Chama atenção a falta de unidade entre os manifestantes, mas percebe-se um movimento que se fortaleceu do interior - San Antonio de los Baños, Güira de Melena, Alquízar e Palma Soriano - para a capital, Havana. Há um certo ar de "Primavera Árabe", turbinado pela internet, que se popularizou na ilha desde 2018 - até então, a rede era muito lenta e cara. Não fosse a chegada da internet, o refrão "Patria y Vida" (assista abaixo) não teria sido ouvido no domingo (11) nos gritos dos manifestantes no Malecón. O vídeo com a música, que remete ao lema de Fidel Castro, "Patria o Morte", e faz uma crítica contumaz ao regime ("O povo se cansou de continuar aguentando" e "espera um novo amanhecer"), produzida por um grupo da Flórida (Gente de Zona), composta por Descemar Bueno e Yotuel Romero, e de Cuba, os rappers Maykel Osorbo e El Funky, chegou a 2 milhões de visualizações no YouTube em uma semana.
Aliás, há outros elementos culturais, além do rap, a incitar a população. O protesto começou em San Antonio de los Baños, cidadezinha de 50 mil habitantes próxima a Havana. É lá a sede da famosa Escuela Internacional de Cine y Televisión, berço do prestigioso cinema cubano. E as manifestações ganharam o apoio do Movimento San Isidro, coletivo de artistas formado em 2018, que desafiou o regime em 2020 contra um decreto que aumentava o controle estatal sobre atividades culturais.
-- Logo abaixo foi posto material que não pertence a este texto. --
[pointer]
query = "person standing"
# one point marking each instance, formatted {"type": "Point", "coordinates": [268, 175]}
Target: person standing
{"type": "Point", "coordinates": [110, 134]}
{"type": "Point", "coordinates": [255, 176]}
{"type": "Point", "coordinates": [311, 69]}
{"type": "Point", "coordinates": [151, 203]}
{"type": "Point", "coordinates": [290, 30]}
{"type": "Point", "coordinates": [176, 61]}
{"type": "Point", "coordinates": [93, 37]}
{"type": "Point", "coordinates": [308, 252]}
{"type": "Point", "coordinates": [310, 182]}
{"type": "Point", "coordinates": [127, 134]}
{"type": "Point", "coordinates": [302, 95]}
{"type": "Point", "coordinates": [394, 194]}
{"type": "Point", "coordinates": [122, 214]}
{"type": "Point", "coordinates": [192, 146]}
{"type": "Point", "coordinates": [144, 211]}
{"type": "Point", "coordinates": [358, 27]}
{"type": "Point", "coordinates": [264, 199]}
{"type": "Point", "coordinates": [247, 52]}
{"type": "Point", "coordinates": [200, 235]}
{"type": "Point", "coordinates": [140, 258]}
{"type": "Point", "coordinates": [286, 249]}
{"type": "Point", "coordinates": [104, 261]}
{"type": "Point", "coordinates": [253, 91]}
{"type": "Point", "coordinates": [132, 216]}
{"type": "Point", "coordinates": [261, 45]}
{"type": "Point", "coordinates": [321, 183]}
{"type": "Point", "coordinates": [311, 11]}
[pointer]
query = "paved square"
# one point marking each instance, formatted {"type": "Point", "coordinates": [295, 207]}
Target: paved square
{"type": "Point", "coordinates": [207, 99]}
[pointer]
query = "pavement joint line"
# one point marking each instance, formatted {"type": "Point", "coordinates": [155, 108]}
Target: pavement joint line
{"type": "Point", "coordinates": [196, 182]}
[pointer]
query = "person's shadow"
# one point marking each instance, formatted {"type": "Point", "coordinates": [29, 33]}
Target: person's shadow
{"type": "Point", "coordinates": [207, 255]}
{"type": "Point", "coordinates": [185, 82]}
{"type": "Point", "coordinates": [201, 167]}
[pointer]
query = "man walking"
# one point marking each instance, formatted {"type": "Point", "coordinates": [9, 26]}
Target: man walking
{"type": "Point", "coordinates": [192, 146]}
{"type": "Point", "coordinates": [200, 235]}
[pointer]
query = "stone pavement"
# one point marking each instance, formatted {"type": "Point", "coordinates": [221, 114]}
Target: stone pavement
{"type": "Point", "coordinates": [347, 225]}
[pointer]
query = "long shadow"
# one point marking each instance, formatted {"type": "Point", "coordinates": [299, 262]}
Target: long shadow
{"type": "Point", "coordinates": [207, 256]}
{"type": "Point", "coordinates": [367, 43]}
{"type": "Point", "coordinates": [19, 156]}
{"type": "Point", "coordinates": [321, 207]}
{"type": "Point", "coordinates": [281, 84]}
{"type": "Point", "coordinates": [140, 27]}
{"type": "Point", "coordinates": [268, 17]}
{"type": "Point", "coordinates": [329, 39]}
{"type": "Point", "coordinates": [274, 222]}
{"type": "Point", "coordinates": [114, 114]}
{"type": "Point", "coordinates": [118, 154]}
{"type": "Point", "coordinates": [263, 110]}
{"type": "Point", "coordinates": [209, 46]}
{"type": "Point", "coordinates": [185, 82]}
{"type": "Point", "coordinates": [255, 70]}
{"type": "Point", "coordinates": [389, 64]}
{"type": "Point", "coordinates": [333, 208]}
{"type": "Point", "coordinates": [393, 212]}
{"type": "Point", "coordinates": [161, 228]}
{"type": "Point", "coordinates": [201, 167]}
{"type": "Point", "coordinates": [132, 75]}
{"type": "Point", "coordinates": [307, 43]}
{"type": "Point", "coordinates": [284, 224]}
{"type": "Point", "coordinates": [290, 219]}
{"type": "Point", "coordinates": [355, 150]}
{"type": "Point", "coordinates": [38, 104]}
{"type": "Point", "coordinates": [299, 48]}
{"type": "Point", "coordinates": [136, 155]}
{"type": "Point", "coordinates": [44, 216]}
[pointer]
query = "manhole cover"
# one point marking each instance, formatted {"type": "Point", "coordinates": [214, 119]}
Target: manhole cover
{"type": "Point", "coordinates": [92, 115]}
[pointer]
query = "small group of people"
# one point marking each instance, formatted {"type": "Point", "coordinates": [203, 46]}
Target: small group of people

Tudo isso, junto e misturado, corrobora para um mal-estar social generalizado aliado a um novo sopro de reivindicações que coloca o governo de Díaz Canel contra a parede. É um grande teste para o político, porque, desde abril, ele não é apenas o presidente do país, mas também o comandante do Partido Comunista.
Os gritos e o número de pessoas nas ruas desafiando as tropas chegam no momento em que, pela primeira vez desde 1959, não há um Castro no poder. Díaz Canel reagiu segundo a cartilha dos velhos comandantes: culpando os Estados Unidos de ingerência e convocando os "comunistas" a saírem às ruas. O quanto desse discurso ainda ecoa na população é duvidoso. As forças armadas responderam a seu chamamento, o que indica que, como fiéis da balança, ainda estão sob seu comando.
Em agosto de 1994, quando o regime enfrentou os piores protestos desde a Revolução, o contexto era diferente, mas os sintomas eram os mesmos. Faltavam combustível, comida e remédios. À época, a ilha sofria os reflexos do esfacelamento do grande irmão soviético, três anos antes. Centenas de pessoas buscaram refúgio em embaixadas de Havana e alguns grupos sequestraram embarcações para fugir para Miami. O "Maleconazo" terminou com repressão, mas também com um ato simbólico. Fidel em carro aberto foi até os manifestantes negociar em pessoa. Díaz Canel tentou fazer o mesmo no domingo (11) em San Antonio de los Baños. Ele não tem a mesma popularidade, capacidade de articulação e sobretudo história que as barbas de Fidel carregavam. Os próximos dias dirão se teve algum sucesso.